Kolumnen

Fabelhafte Welt: Schule der Mode

In unserem Haus befindet sich eine Fahrschule. Nicht alle Nachbarn sind darüber glücklich. Fahrschulautos sterben gerne ab, brauchen viel Zeit zum Parallel-Einparken, notbremsen vor Verkehrsschildern – als Anrainer sollte man es nie eilig haben. Ich jedoch liebe diese Fahrschule, denn zu Intensivkurszeiten tummeln sich zahlreiche junge Menschen in unserem Hof und man bekommt einen Überblick über die aktuellen Moden. Zurzeit tragen die Damen hochgeschnittene Jeans, bauchfreie Tops, Turnschuhe, die entweder fabrikneu inkl. Preisschild oder völlig zerschlissen sind, und Make-up schichtweise.
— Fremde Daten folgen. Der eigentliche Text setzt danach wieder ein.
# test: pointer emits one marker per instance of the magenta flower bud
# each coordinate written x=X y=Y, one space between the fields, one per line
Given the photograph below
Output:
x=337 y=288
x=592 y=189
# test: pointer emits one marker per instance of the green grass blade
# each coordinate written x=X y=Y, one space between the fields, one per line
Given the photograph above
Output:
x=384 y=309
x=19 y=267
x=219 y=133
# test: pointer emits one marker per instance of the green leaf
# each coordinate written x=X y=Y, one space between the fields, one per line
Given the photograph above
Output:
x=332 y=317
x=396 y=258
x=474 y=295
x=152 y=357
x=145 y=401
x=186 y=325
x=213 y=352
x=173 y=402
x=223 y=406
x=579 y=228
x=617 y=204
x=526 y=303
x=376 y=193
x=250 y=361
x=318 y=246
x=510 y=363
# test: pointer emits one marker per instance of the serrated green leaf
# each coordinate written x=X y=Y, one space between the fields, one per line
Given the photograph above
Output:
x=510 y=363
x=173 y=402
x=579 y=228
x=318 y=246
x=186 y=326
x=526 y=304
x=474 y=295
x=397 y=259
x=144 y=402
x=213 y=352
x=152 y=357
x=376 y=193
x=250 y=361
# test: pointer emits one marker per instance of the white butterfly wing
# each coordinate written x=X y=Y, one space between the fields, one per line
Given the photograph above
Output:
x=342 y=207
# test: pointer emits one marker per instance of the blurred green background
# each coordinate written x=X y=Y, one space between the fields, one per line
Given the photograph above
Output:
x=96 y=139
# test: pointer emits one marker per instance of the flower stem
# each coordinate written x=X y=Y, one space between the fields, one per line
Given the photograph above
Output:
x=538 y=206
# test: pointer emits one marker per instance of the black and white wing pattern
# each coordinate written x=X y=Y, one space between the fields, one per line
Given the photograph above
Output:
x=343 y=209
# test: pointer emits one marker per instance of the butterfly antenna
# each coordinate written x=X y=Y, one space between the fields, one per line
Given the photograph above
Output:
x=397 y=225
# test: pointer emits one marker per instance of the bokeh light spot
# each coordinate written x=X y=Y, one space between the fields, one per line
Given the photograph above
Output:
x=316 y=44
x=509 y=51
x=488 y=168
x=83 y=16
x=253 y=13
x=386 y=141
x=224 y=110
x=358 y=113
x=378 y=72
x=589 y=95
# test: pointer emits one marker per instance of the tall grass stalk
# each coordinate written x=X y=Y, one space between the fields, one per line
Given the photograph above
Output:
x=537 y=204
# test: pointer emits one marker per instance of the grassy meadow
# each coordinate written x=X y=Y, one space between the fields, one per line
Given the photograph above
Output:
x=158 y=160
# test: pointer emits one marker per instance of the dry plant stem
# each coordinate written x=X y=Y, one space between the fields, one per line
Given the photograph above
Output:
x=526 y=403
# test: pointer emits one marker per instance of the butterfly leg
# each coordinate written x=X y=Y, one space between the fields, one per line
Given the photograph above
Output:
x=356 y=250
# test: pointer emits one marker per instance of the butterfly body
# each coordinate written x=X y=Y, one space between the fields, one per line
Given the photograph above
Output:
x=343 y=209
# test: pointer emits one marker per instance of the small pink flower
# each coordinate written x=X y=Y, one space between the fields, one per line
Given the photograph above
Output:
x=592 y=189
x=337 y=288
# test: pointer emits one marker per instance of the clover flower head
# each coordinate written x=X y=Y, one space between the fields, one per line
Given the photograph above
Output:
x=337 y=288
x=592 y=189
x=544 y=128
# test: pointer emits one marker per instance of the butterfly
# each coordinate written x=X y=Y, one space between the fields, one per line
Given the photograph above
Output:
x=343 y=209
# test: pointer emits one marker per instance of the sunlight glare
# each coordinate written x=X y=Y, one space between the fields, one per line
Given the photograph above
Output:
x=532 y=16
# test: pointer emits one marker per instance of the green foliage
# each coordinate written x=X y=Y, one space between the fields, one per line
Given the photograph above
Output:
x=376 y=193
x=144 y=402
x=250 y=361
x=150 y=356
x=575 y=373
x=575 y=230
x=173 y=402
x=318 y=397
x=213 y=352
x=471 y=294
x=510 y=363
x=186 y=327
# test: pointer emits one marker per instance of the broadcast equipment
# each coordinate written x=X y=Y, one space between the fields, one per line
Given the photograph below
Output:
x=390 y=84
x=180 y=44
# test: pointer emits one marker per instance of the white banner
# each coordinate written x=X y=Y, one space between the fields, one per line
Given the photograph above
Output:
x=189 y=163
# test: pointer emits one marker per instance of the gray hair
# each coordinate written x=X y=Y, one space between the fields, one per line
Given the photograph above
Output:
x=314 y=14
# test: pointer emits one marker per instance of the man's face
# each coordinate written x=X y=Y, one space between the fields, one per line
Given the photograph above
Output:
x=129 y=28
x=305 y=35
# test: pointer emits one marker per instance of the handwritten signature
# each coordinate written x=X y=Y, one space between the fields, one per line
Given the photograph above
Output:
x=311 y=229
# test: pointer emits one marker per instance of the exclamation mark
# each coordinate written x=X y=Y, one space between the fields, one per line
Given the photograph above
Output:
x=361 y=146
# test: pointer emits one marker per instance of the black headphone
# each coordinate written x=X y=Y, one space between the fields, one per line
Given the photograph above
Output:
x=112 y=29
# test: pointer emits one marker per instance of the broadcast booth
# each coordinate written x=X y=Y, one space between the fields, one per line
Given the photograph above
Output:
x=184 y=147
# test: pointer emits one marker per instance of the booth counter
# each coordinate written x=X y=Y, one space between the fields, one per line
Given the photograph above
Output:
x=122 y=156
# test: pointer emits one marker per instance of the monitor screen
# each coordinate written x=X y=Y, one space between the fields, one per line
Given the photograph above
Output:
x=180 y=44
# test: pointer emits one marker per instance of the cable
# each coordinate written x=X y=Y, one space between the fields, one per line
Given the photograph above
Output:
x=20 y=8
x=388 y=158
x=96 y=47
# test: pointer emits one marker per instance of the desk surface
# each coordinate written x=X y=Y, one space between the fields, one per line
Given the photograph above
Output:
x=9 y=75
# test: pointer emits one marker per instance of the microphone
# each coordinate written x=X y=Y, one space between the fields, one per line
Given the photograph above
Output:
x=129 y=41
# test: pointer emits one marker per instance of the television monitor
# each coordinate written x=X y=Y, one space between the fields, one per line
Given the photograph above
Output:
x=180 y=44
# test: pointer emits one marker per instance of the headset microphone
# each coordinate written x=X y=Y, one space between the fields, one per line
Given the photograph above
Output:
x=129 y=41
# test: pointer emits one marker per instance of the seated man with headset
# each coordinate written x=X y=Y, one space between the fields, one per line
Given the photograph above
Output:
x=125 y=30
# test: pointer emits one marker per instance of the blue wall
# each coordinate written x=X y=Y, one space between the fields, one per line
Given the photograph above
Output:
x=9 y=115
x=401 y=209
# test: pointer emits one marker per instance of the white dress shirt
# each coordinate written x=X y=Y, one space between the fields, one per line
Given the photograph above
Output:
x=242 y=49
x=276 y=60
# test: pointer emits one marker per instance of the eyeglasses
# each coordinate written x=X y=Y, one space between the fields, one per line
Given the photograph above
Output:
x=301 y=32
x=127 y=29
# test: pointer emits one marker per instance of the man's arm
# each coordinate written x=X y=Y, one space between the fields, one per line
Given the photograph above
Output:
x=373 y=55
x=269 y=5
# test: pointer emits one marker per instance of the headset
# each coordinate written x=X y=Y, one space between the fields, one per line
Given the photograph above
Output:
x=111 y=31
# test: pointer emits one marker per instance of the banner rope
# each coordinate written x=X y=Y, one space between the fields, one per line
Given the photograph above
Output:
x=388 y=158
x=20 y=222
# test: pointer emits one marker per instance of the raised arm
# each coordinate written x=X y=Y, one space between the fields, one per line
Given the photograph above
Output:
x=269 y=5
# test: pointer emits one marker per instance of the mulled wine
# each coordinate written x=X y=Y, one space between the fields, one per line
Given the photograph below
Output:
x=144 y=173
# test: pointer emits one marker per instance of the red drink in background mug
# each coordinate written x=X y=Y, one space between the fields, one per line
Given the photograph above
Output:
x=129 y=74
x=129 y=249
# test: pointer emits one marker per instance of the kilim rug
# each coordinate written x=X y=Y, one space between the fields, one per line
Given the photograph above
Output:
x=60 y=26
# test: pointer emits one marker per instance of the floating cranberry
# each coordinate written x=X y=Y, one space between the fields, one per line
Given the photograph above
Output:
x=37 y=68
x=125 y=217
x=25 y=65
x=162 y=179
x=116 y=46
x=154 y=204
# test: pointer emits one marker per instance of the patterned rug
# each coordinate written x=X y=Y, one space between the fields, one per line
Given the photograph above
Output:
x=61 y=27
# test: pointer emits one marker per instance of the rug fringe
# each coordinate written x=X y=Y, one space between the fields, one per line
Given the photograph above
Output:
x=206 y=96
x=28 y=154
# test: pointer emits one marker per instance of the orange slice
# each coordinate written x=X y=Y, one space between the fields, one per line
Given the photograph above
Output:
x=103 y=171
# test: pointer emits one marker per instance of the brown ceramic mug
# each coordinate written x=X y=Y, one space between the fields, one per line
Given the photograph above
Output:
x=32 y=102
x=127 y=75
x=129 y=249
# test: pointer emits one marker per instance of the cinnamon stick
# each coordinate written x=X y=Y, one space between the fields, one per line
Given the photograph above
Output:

 Die Herren bevorzugen Jeans mit weitem Schritt und hautenger Schienbeinpartie, Frisuren, für die sie lange vor dem Spiegel standen, um auszusehen, als hätten sie sich darum keine Gedanken gemacht. Auch modern sind Jogginganzüge, die eindeutig nicht zum Joggen entworfen wurden. Die Pausen verbringt die Zukunft des Landes an Energydrink-Dosen nuckelnd, auf das Smartphone starrend und mit Kopfhörern zugestöpselt. Ich verstehe jetzt, warum bei dieser Generation ohne Tinder nix mehr geht. Das war, als ich in Prä-Smartphone-Zeiten den Führerschein machte, anders. Für uns war die Fahrschule ein einziger Balzplatz. Was jedoch gleich geblieben ist, ist die nervöse Überforderung auf den Gesichtern. Wer fragte sich nie, wie man all diese Regeln einhalten, zeitgleich diese Gas-Kupplungssache bewältigen und noch dazu antizipieren soll, ob einem irgendetwas vor den Kühler läuft?
Wann immer ich Fahrschüler beobachte, ob unter Motorhauben starrend oder panisch ans Lenkrad geklammert, freu ich mich diebisch, diese Zeit hinter mir zu haben. Das ist übrigens mein Rezept für diesen kalten, grauen Ausnahmeherbst: Innehalten, daran denken, was man schon geschafft hat, obwohl man nicht dachte, es zu schaffen, kurz freuen, und frohgemut weiterschreiten.